Dopo anni di circolari, interpretazioni e dubbi legittimi sulla regolarità delle iscrizioni di coloro che si sono iscritti come “Avvocati Stabiliti” col titolo spagnolo ma senza la frequenza del Master en Abogacía ed il superamento dell’esame di stato in Spagna dopo l’entrata in vigore della nuova legge di accesso, ossia dopo il 31 Ottobre 2011, il Tribunale Amministrativo Regionale per il Lazio scrive la parola fine con la sentenza n. 3066 del 19 Marzo 2018 con conseguenze davvero impattanti sulla posizione sia di migliaia di italiani ancora iscritti all’albo speciale degli Stabiliti ex dlgs 96/2001, sia di tutti coloro che si sono già “integrati” dopo i 3 anni previsti qualora tutti i citati soggetti non abbiano ottenuto, appunto, i requisiti di accesso alla professione forense in base alla legge spagnola dopo il 31 Ottobre 2011 per l’iscrizione all’albo iberico prima e lo stabilimento in un Paese terzo successivamente (come l’Italia ad esempio).

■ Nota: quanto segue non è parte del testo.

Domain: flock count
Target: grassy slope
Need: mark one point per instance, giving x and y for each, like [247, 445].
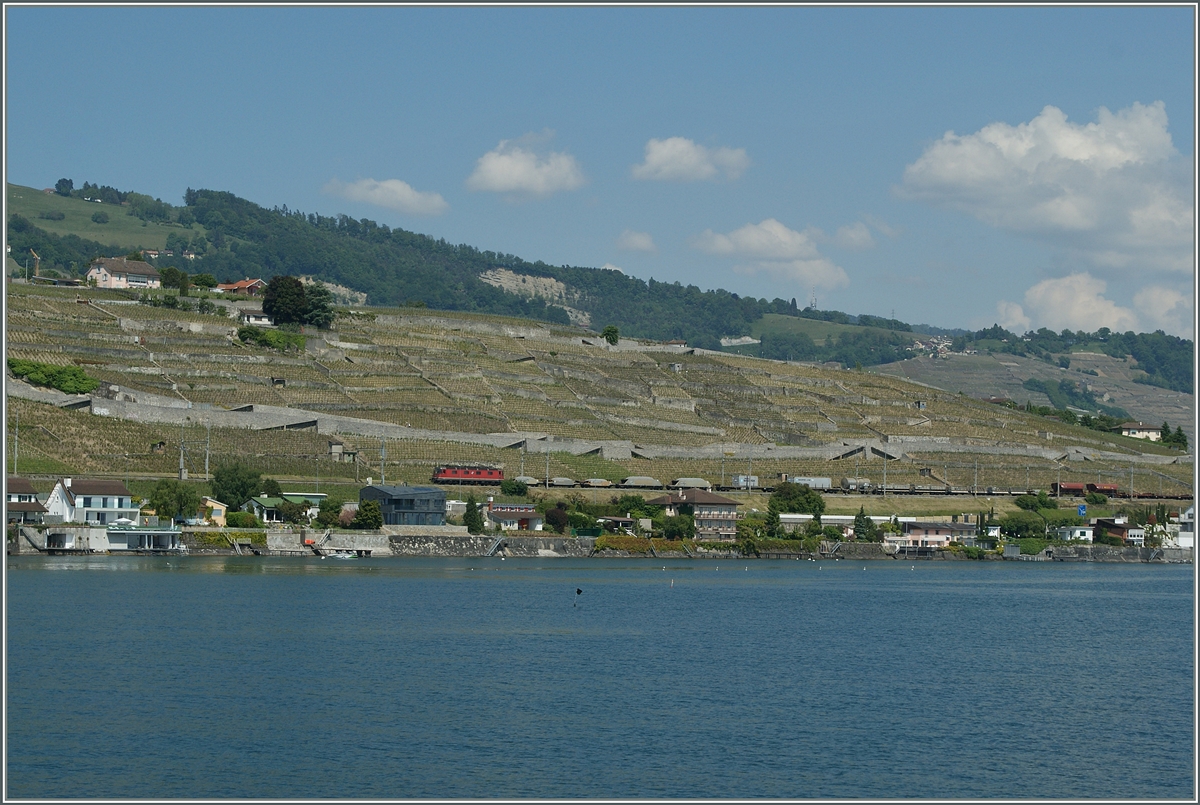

Il T.A.R. Lazio sancisce in maniera perentoria, ribadendo ancora una volta la vincolatività delle comunicazioni ufficiali giunte dalla Spagna alle Autorità italiane (Ministero di Giustizia di Roma e Consiglio Nazionale Forense) attraverso il cd. “protocollo IMI”, che i cittadini italiani che dopo il 31 Ottobre 2011 si sono stabiliti col titolo spagnolo “senza Master ed esame di stato” sono IRREGOLARI e, quindi, non sono validamente stabiliti né possono integrarsi nell’albo ordinario dopo i 3 anni : le conseguenze sono facilmente immaginabili e la loro portata sulla revisione degli Albi forensi, obbligatoria per tutti gli Ordini italiani in base alla legge, decisamente devastante. Ad oggi le stime parlano di circa 6.000 soggetti potenzialmente interessati.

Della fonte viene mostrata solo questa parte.